Playwright Ryan Ennis was in his third year of drama school when he came across an article about a miracle cure for autistic children, which contained bleach.
“My reaction was mostly just sheer rage and complete bewilderment, so I kind of started doing the only thing I really knew how to do,” the 25-year-old told the AAP.
Ennis, who has autism, begins telling a story that becomes Drizzle Boy’s award-winning play.
This is the first time that a bifurcated character has been written by a neurotic playwright and portrayed by an experienced live-action actor on the main stage in Australia, according to Playhouse Queensland where the show has just begun.
“I just hope people who come and watch the show enjoy it, it’s a wild, entertaining ride through a lens audiences may not have seen before,” Ennis said.
This coming-of-age tale blends magical realism with a romantic subplot – and is described as a theatrical cold shower in the world of spooky diversity.
Enniss hoped the production would lead to more opportunities for his ilk, and stipulated in the script that an actor with live experience would play the lead.

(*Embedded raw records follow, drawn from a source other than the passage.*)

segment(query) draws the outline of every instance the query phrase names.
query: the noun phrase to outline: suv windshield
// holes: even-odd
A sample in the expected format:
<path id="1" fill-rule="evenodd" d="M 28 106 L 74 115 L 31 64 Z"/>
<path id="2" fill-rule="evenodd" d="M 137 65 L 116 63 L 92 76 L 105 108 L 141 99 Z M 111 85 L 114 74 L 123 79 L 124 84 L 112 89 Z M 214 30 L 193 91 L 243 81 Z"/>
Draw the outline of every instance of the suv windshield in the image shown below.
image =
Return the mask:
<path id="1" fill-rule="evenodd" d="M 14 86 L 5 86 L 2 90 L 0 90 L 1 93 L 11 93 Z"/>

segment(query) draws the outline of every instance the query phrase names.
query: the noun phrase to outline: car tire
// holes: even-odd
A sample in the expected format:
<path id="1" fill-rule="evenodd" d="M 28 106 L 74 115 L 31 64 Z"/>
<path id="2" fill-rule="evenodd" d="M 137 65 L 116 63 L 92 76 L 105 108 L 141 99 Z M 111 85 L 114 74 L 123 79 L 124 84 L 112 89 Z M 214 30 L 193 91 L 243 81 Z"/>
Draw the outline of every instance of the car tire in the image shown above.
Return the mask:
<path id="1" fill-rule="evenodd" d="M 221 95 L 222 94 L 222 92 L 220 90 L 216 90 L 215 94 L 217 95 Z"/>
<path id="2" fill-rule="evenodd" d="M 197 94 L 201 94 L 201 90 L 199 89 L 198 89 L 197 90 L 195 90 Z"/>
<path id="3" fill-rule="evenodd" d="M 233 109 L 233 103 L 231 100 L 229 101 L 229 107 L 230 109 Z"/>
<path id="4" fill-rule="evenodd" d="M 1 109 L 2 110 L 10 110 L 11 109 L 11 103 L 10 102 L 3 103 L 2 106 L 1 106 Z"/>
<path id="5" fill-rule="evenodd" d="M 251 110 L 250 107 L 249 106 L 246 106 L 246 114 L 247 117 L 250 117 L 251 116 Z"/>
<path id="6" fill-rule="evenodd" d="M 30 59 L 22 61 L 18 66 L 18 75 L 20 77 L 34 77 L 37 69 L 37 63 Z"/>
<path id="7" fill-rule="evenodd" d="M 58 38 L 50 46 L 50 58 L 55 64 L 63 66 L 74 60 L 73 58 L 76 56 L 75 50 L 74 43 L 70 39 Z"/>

In this production, this is Daniel R Nixon, who told AAP he felt a strong attachment to the script when he first read it.
“I just loved how he wasn’t wrapping around the edges, he was kind of rough and in your face, very upfront about it,” he said.
The 28-year-old actor said that film and television about neurodiversity are usually written and acted by neurotic people, resulting in action that is out of place or far from reality.
Nixon said his neurological difference shaped his childhood and his relationships with his family, and for years he suppressed the idea that he might be different.
“I tried so hard to just act, quote non-quote, and that was hard for me, and social interactions are still very scary and uncomfortable for me to this day.”
He believes that anyone who wants to make real theater about neurodiversity should use writers and actors with live experience as well as staging extensive consultancies, and he wants to see more state theater companies do that.
But playwright Ennis acknowledged that this approach will be more difficult for some theater companies than others, and said there will always be some tension between originality and creative license when telling stories on stage.
“We are all free to fantasize and dream, but acting is one of the most powerful things that artists have, because it gives the audience hope and inspiration,” he said.
“If you don’t use hope and inspiration responsibly, you may not take your job as seriously as you should.”
Drizzle Boy is the 2022-23 Queensland Premiere Drama Winner and is at Brisbane’s Bill Brown Theater until 28 March.